Full-range Head Pose Geometric Data Augmentations
Huei-Chung Hu, Xuyang Wu, Haowei Liu, Ting-Ruen Wei, Hsin-Tai Wu
TL;DR
This work tackles the core issue in head pose estimation—ambiguous coordinate systems and Euler-angle handling that hinder full-range pose coverage. It develops a rigorous mathematical framework to identify and align coordinate systems, axis sequences, and rotation definitions, then derives 2D geometric augmentation formulas and correct drawing routines that operate on rotation matrices rather than solely on Euler angles. By anchoring 300W-LP within a coherent left-handed intrinsic XYZ framework and providing stable Euler-angle extraction and conversion methods, the authors enable reliable full-range data augmentation and synthetic pose generation (via Blender and Panohead).

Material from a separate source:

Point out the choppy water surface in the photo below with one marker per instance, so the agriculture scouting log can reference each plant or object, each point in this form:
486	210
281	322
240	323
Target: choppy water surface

Empirically, these augmentations improve HPE performance and enable the creation of diverse, full-range pose datasets (e.g., CMU_HPE_10K) while maintaining compatibility with existing architectures like 6D-RepNet+. The practical impact is a more robust, scalable approach to full-range HPE data generation and model training.
Abstract
Many head pose estimation (HPE) methods promise the ability to create full-range datasets, theoretically allowing the estimation of the rotation and positioning of the head from various angles. However, these methods are only accurate within a range of head angles; exceeding this specific range led to significant inaccuracies. This is dominantly explained by unclear specificity of the coordinate systems and Euler Angles used in the foundational rotation matrix calculations. Here, we addressed these limitations by presenting (1) methods that accurately infer the correct coordinate system and Euler angles in the correct axis-sequence, (2) novel formulae for 2D geometric augmentations of the rotation matrices under the (SPECIFIC) coordinate system, (3) derivations for the correct drawing routines for rotation matrices and poses, and (4) mathematical experimentation and verification that allow proper pitch-yaw coverage for full-range head pose dataset generation. Performing our augmentation techniques to existing head pose estimation methods demonstrated a significant improvement to the model performance. Code will be released upon paper acceptance.